Taking traffic out of Homestead Village was cited as a "pro" in outlining the task force view of the other options.

The most expensive option outlined in the report was a $1,126,400 plan for the installation of another driveway, either one-way or two, by breaking through the stone wall off Collyer Lane, and leading that paved access to Ridge parking lots. That option was presented with multiple "cons," including adding traffic to Collyer Lane, destruction of aesthetics along with the wall, drainage and Master Plan issues, and more.

The option of having a one-way drive from town hall, either paved or gravel, was estimated at a cost of about $200,000, give or take depending on the drive's surface. But that too, was seen as having a negative impact on the municipal complex and possibly on Astor Field.

One option discussed was the creation of a new driveway with access to the back of parking lots C and D that would be installed on municipal property north of the Bernards Township health department building with an estimated cost of about $170,000.

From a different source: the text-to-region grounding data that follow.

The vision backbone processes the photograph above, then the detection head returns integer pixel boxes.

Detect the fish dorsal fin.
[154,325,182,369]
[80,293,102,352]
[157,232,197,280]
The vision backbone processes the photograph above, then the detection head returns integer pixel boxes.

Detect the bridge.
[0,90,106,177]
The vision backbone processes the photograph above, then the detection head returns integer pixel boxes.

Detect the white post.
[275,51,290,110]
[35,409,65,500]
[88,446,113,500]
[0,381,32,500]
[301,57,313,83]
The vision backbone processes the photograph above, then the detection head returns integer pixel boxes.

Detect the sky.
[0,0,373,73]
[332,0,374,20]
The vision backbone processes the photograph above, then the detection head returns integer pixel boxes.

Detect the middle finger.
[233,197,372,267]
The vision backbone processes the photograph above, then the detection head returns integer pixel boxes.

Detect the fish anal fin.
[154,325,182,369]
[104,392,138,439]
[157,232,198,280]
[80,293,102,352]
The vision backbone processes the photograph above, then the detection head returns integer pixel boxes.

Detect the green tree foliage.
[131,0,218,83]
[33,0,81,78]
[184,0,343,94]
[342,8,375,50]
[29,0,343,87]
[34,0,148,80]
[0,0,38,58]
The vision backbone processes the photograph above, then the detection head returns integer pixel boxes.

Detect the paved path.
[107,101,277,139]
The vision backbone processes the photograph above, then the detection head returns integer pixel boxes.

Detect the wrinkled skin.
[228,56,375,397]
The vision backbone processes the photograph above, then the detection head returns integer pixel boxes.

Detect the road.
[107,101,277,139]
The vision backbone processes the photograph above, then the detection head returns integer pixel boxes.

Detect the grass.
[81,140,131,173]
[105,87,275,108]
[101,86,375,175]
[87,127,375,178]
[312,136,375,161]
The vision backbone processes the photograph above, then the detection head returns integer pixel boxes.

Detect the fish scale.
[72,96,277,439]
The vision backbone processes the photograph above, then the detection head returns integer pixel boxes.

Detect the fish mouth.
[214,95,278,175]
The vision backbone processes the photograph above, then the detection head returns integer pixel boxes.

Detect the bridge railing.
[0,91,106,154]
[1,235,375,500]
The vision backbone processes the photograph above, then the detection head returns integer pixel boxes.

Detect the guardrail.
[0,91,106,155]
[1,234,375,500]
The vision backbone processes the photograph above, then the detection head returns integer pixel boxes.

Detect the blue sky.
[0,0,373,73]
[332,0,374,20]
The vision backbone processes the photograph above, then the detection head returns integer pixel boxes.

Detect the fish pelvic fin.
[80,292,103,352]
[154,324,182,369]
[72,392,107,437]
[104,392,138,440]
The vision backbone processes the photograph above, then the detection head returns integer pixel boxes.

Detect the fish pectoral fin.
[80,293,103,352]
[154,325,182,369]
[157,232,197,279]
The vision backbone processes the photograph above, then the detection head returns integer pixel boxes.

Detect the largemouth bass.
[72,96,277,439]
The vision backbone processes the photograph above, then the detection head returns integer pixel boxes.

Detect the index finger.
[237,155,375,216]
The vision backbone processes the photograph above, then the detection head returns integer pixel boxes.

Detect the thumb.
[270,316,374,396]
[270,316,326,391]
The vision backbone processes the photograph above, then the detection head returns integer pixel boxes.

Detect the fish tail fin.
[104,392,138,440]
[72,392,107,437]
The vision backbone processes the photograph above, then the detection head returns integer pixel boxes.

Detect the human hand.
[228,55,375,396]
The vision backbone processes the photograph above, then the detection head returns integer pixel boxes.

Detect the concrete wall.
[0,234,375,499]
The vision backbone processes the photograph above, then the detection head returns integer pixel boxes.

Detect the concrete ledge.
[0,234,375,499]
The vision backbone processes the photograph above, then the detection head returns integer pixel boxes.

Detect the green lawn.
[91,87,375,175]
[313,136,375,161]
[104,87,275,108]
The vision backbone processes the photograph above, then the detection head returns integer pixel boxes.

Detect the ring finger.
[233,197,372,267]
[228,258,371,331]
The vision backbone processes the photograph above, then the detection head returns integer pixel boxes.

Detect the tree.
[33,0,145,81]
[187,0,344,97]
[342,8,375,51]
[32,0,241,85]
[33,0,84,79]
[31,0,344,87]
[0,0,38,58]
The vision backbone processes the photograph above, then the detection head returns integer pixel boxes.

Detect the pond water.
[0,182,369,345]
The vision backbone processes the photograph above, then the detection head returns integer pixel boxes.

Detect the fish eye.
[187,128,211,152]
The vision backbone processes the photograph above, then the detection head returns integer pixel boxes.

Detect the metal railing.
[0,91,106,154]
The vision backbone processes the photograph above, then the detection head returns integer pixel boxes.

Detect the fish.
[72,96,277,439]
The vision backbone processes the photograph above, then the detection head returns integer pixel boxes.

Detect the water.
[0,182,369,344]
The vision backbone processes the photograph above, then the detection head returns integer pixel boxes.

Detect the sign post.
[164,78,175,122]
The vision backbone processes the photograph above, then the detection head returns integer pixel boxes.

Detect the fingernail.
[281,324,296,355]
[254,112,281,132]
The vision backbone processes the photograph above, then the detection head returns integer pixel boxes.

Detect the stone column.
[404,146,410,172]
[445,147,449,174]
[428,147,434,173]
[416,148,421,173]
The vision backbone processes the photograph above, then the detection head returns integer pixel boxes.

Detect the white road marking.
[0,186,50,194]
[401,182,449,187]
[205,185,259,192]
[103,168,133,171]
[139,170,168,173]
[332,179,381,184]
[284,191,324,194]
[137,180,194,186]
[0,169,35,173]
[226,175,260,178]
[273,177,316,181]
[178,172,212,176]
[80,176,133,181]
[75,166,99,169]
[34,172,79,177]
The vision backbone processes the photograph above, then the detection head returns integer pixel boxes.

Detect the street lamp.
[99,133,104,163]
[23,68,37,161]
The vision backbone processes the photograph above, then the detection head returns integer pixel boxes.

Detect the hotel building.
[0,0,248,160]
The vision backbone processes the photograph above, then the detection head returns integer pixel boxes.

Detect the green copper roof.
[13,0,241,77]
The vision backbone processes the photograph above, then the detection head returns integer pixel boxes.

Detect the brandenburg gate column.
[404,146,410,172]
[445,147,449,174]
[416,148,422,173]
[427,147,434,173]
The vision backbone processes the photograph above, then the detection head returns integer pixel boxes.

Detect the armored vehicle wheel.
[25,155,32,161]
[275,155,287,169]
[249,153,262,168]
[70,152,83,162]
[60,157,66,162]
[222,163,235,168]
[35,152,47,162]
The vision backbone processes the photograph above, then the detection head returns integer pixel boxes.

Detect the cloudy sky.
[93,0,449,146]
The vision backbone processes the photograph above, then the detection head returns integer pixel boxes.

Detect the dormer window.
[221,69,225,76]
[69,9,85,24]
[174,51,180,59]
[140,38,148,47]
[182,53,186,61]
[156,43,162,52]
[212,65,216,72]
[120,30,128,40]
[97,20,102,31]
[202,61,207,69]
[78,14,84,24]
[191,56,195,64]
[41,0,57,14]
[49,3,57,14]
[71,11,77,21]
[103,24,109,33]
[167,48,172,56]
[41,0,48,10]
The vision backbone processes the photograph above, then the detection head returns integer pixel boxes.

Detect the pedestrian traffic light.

The driveway would allow right turns only coming in for the morning, and also right turns only exiting onto South Finley in the afternoon. That option was seen as a way to completely segregate parent dropoff traffic from buses, although cons listed included change pattern of bus traffic through the Lake Road signal and additional use of municipal property.

Some of the 12 maps listed online were labeled with writing, while others indicated the proposed change in traffic management through drawings and arrows.

The report also included links to the Dolan & Dean traffic consultant reports from 2006 and 2012.